Reconnaissant les enjeux élevés, le PDG de Meta, Mark Zuckerberg, a déclaré: « Si nous finissons par gaspiller quelques centaines de milliards de dollars, je pense que ce sera évidemment très malheureux. Mais ce que je dirais, c’est que je pense en fait que le risque est plus élevé sur le marché. de l’autre côté.”
Échos d’une bulle : naviguer dans le boom des investissements d’un billion de dollars
Pour les observateurs du marché, l’ampleur même de cette frénésie de dépenses évoque de forts parallèles avec les booms d’investissement passés axés sur la technologie qui se sont mal terminés pour les investisseurs.
Les dépenses en capital liées à l’IA des géants de la technologie, qui approchent désormais 400 milliards de dollars par an, sont devenues le principal moteur de la croissance du PIB américain. Même si cela a soutenu l’économie, cela masque également la faiblesse d’autres secteurs et sonne l’alarme sur une bulle d’investissement insoutenable.
L’histoire offre une perspective qui donne à réfléchir.

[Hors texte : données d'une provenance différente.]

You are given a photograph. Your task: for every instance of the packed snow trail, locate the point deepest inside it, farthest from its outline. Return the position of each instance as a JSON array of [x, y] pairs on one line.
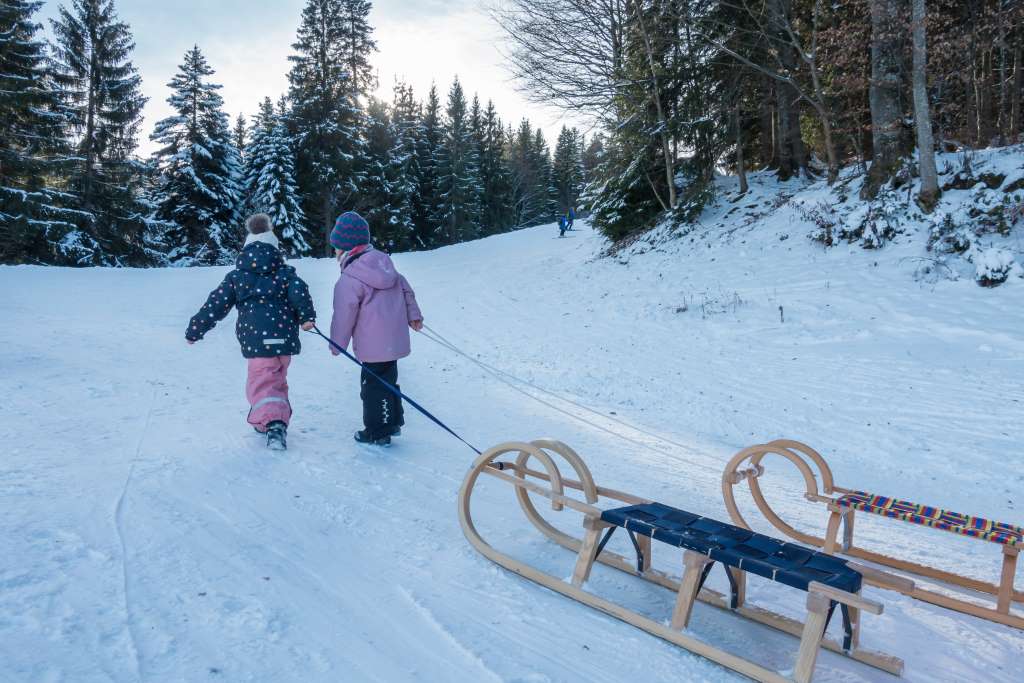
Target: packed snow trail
[[332, 561]]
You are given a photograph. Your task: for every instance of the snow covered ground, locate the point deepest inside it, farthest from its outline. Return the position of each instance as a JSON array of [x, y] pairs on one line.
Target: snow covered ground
[[145, 534]]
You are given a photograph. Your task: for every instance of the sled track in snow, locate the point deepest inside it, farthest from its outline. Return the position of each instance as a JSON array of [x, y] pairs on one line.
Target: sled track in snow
[[119, 525]]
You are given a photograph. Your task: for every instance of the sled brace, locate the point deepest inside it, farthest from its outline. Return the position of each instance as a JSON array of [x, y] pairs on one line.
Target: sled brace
[[700, 543]]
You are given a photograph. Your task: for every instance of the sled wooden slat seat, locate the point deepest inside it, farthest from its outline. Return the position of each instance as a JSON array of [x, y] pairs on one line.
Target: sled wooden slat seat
[[843, 504], [976, 527], [830, 584], [732, 546]]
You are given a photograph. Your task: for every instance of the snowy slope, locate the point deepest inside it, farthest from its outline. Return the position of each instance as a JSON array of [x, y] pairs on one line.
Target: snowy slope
[[146, 535]]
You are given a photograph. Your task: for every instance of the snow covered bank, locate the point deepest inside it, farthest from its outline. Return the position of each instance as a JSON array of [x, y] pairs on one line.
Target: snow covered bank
[[146, 535], [974, 231]]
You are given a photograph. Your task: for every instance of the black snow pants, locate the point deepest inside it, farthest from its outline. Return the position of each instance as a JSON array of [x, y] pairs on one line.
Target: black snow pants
[[382, 411]]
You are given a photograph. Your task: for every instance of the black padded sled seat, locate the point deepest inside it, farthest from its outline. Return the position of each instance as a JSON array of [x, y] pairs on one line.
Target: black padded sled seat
[[735, 547]]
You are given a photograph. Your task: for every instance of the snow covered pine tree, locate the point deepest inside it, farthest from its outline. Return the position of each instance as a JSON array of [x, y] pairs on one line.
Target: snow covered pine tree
[[198, 188], [269, 179]]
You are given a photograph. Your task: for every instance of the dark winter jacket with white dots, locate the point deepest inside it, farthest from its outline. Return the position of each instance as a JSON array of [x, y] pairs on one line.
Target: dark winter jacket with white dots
[[271, 299]]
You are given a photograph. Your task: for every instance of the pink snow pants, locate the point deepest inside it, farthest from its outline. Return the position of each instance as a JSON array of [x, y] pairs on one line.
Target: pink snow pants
[[266, 389]]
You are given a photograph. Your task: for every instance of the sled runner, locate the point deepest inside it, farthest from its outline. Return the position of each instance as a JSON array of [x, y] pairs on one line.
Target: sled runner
[[842, 505], [833, 586]]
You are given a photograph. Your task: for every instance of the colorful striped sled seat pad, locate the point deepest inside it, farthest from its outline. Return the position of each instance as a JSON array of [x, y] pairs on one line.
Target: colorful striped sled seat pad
[[976, 527]]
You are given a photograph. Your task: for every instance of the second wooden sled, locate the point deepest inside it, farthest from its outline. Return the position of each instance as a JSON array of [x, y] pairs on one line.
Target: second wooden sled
[[842, 504], [832, 585]]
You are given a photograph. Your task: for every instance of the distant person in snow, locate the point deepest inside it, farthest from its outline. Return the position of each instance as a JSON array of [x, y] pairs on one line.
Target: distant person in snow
[[374, 307], [272, 303]]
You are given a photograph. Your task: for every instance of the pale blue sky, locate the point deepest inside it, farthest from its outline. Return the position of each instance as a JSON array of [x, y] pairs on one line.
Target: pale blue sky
[[248, 43]]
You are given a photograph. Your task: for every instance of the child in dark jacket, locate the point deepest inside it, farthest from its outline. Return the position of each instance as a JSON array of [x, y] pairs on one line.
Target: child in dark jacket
[[374, 307], [272, 303]]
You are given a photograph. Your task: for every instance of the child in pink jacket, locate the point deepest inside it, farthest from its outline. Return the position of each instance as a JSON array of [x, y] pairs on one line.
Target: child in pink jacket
[[374, 307]]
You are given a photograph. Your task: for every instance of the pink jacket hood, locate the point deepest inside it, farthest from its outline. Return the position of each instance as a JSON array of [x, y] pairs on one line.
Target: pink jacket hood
[[373, 306], [373, 268]]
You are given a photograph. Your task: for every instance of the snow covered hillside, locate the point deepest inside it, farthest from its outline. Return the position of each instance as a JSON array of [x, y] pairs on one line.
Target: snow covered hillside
[[146, 535]]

Les analystes soulignent l’expansion ferroviaire au XIXe siècle, où une fièvre spéculative a conduit à une construction excessive massive, aboutissant à une panique financière qui a mis des centaines d’entreprises en faillite.

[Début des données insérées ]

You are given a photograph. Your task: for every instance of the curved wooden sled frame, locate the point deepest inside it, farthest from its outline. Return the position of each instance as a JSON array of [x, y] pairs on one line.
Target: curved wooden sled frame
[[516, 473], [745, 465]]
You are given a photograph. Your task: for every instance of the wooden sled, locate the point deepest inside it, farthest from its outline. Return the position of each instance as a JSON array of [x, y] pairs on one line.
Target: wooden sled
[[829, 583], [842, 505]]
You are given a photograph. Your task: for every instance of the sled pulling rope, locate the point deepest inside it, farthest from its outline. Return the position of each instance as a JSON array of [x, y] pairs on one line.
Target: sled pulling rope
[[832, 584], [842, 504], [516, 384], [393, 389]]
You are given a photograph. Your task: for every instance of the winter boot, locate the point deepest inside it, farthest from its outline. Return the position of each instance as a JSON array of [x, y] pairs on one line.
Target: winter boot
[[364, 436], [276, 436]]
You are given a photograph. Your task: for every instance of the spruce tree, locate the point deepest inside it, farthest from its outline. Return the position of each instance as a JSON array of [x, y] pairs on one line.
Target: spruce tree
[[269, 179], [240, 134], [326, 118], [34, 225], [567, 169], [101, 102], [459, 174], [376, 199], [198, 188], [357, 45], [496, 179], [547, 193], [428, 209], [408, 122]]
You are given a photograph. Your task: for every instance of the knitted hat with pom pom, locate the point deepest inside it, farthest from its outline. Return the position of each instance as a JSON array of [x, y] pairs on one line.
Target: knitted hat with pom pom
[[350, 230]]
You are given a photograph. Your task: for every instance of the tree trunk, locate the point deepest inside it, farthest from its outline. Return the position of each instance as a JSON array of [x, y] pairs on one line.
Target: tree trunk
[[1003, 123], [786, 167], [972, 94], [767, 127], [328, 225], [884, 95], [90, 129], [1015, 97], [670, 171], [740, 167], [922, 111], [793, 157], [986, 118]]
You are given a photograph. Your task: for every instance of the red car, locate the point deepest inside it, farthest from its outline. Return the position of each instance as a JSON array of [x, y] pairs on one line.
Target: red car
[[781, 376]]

Un exemple plus récent d’avertissement est la bulle des télécommunications de la fin des années 1990. En prévision d’une croissance explosive de l’Internet, les entreprises ont dépensé plus de 500 milliards de dollars pour installer environ 80 millions de kilomètres de câble à fibre optique.
Avec jusqu’à 85 % de ce câble restant inutilisé, la surcapacité qui en a résulté a fait chuter les prix de la bande passante de 90 %, écrasant les constructeurs d’infrastructures.
La récente volatilité du marché suggère que ces craintes historiques s’installent. Une forte liquidation des actions liées à l’IA début novembre a effacé des milliards de dollars des valorisations des entreprises, SoftBank elle-même aurait perdu près de 50 milliards de dollars en valeur marchande en une semaine seulement.
La correction a amplifié les avertissements des dirigeants financiers concernant les valorisations mousseuses et les accords de financement circulaires. Il met également en évidence les risques liés au passage des Big Tech d’un modèle commercial très rentable et peu actif en actifs à des opérations à forte intensité de capital et à forte densité d’actifs rappelant le secteur des services publics.
Cette tension entre le potentiel révolutionnaire et la réalité financière définit le moment actuel, laissant les investisseurs se demander s’ils financent le prochain grand saut technologique ou s’ils gonflent simplement une bulle destinée à éclater.